You’re not being paranoid: smart meters are out to get you

26 March 2024

10:47 PM

26 March 2024

10:47 PM

If anyone was still in doubt as to why the government is keen to press ‘smart’ meters onto us, those doubts will surely now be dispelled by the latest intervention of Ofgem, which has proposed abolishing the current electricity price cap and replacing it with a cap which varies throughout the day in response to the wholesale price of electricity. No, the smart meter sitting in your home is not there just to help you manage your electricity use – it is there to facilitate a future ‘dynamic’ pricing structure for electricity consumers. It is there so that we can be offered cheap electricity when wind and solar power is plentiful – and be hammered with Uber-style surge pricing when it is scarce.

Constant changing of electricity tariffs threatens to upset budgets for millions of households

Customers of some energy companies have already had a foretaste of this. In January 2023 they were offered – through the National Grid’s Demand Flexibility Service – the chance to earn £10 or so back on their electricity bills if they agreed to turn off appliances between 4 p.m. and 6 p.m. during a spell of sunless, windless weather.

In future, however, we are not just going to have a carrot dangled between our eyes, we are going to be regularly struck by a walloping great stick too. Pricing which is sensitive to demand is not necessarily a bad thing in itself; we are all used to paying more for a peak-hours train ticket or buying our budget airline ticket far in advance. For decades electricity customers have been able to save money at night by fitting an Economy 7 meter. But the constant changing of electricity tariffs – which Ofgem says could vary by the half-hour – threatens to upset budgets for millions of households.


Here is the scale of the problem. Britain already has enough wind turbines and solar panels theoretically to meet the country’s average power demand of just under 37 gigawatts – at least on a windy and sunny day. But on calm winter evenings the output from wind and solar can fall away to less than one gigawatt. Moreover, that is often when electricity demand is highest, because calm winter evenings tend to be cold, too.

At present, we balance intermittent wind and solar with gas power, but both main parties want to remove all unabated fossil fuels from the national grid – by 2035 in the Conservatives case and by 2030 for Labour. What happens then when wind and solar farms are able to meet only a fraction of demand? We could possibly store large quantities of energy – albeit at enormous cost – use gas power stations fitted with carbon capture and storage. Or we could import electricity – as we already are doing. All solutions threaten to drive up electricity prices to eyewatering marginal levels. This already happens in the wholesale market, but consumers are protected from it because consumer tariffs don’t change.

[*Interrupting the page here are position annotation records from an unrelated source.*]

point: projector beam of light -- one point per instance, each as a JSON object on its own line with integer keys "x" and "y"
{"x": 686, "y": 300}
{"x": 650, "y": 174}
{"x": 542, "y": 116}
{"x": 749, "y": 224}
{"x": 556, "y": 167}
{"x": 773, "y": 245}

In July 2022 the wholesale price of electricity briefly reached £9,724 per megawatt-hour – over a hundred times its average level. And that was when we have gas power available to back up the wind and solar farms. God knows what level wholesale prices will reach when gas is gone, and what pain it is going to inflict on households once those spikes in wholesale prices start to be passed onto the retail market. At least with Ryanair surge pricing we can look up the price in advance and decide whether or not we want to pay it. If electricity prices swing wildly by the half hour it will be extremely difficult to guard against a surge in prices. Many washing machine cycles, for example, last over two hours, and would end up being spread over several different charging periods. Moreover, we might book a budget airline flight once or twice a year – whereas we use electricity constantly.

When the implications of decarbonising the national grid, and the surge pricing which will be used to achieve it, become clear, electricity consumers are not going to like it.